When setting colors, color refers to the outline, fill to the interior of the shape.
# set color and fill
food_stamps_chart +
geom_bar(stat = "identity", color = "#888888", fill = "#CCCCCC", alpha = 0.5) +
ggtitle("Column chart")
# fill the bars according to values for the cost of the program
food_stamps_chart +
geom_bar(stat = "identity", color = "white", aes(fill = costs))
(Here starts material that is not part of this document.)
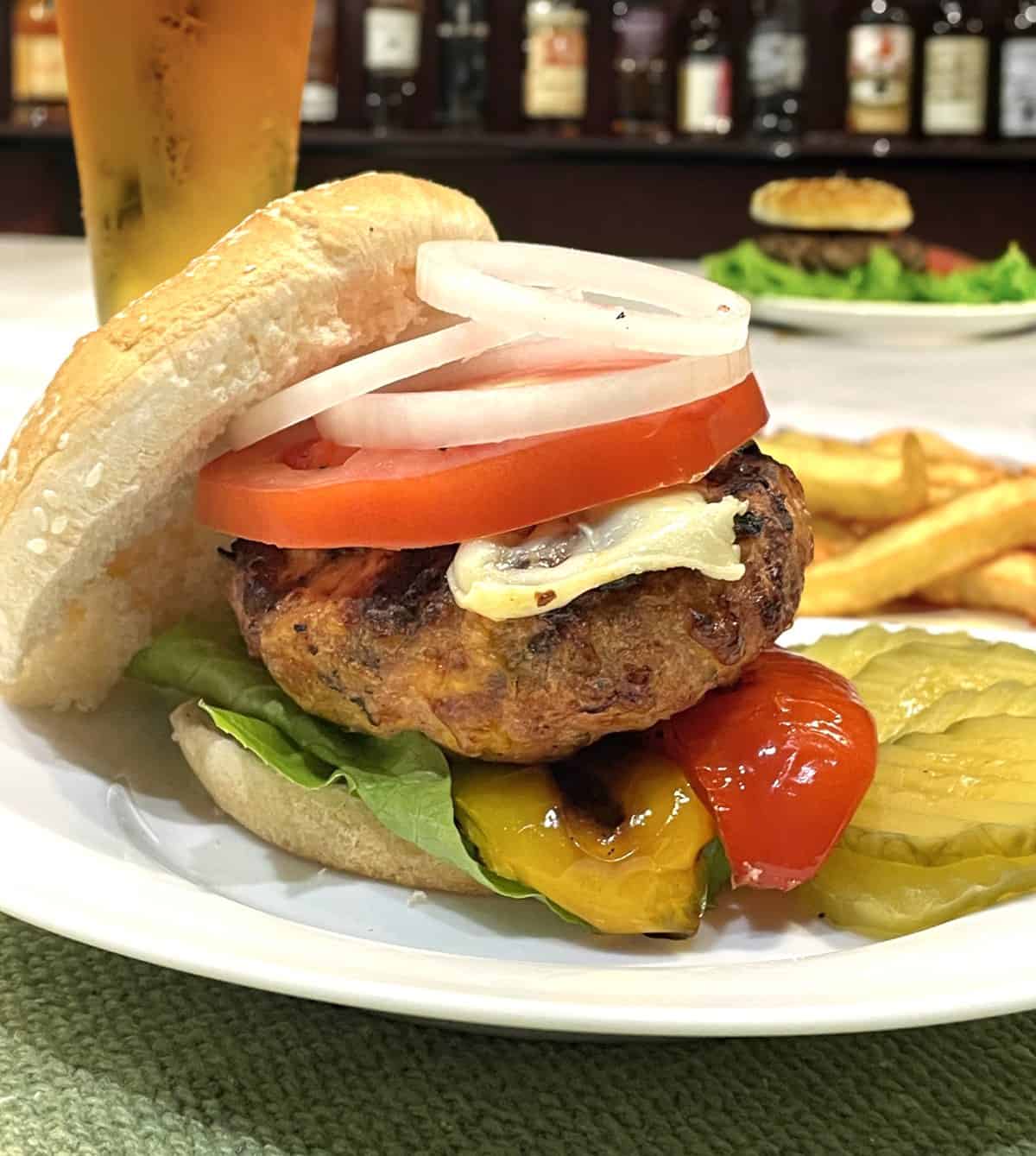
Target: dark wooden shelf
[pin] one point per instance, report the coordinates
(440, 146)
This code uses an aes mapping to color the bars according values for the costs of the program, in billions of dollars. ggplot2 recognizes that costs is a continuous variable, but its default sequential scheme applies more intense blues to lower values, which is counterintuitive.
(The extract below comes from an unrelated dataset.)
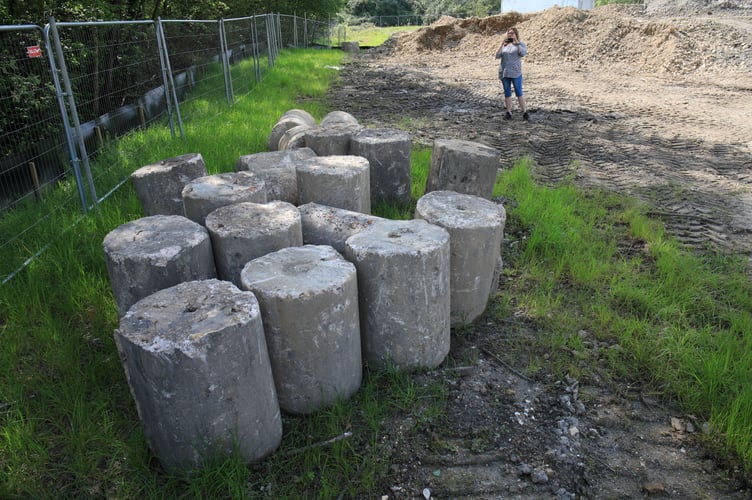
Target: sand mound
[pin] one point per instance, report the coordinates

# use a colorbrewer sequential palette
food_stamps_chart +
geom_bar(stat = "identity", color = "#888888", aes(fill = costs)) +
scale_fill_distiller(name = "Cost\n($ billion)", palette = "Reds", direction = 1)
scale_fill_distiller (and scale_color_distiller) work like scale_color_brewer, but set color gradients for ColorBrewer’s sequential and diverging color palettes. Direction = 1 ensures that larger numbers are mapped to more intense colors (direction = -1 reverses the color mapping). Notice also the in the title for the legend. This introduces a new line.
This code uses the theme function to move the legend from its default position to the right of the chart to use some empty space on the chart itself
food_stamps_chart +
geom_bar(stat = "identity", color = "#888888", aes(fill = costs)) +
scale_fill_distiller(name = "Cost\n($billions)", palette = "Reds", direction = 1) +
theme(legend.position = c(0.15, 0.8))
The coordinates for the legend are given as a list: The first number sets the horizontal position, from left to right, on a scale from 0 to 1; the second number sets the vertical position, from bottom to top, again on a scale from 0 to 1.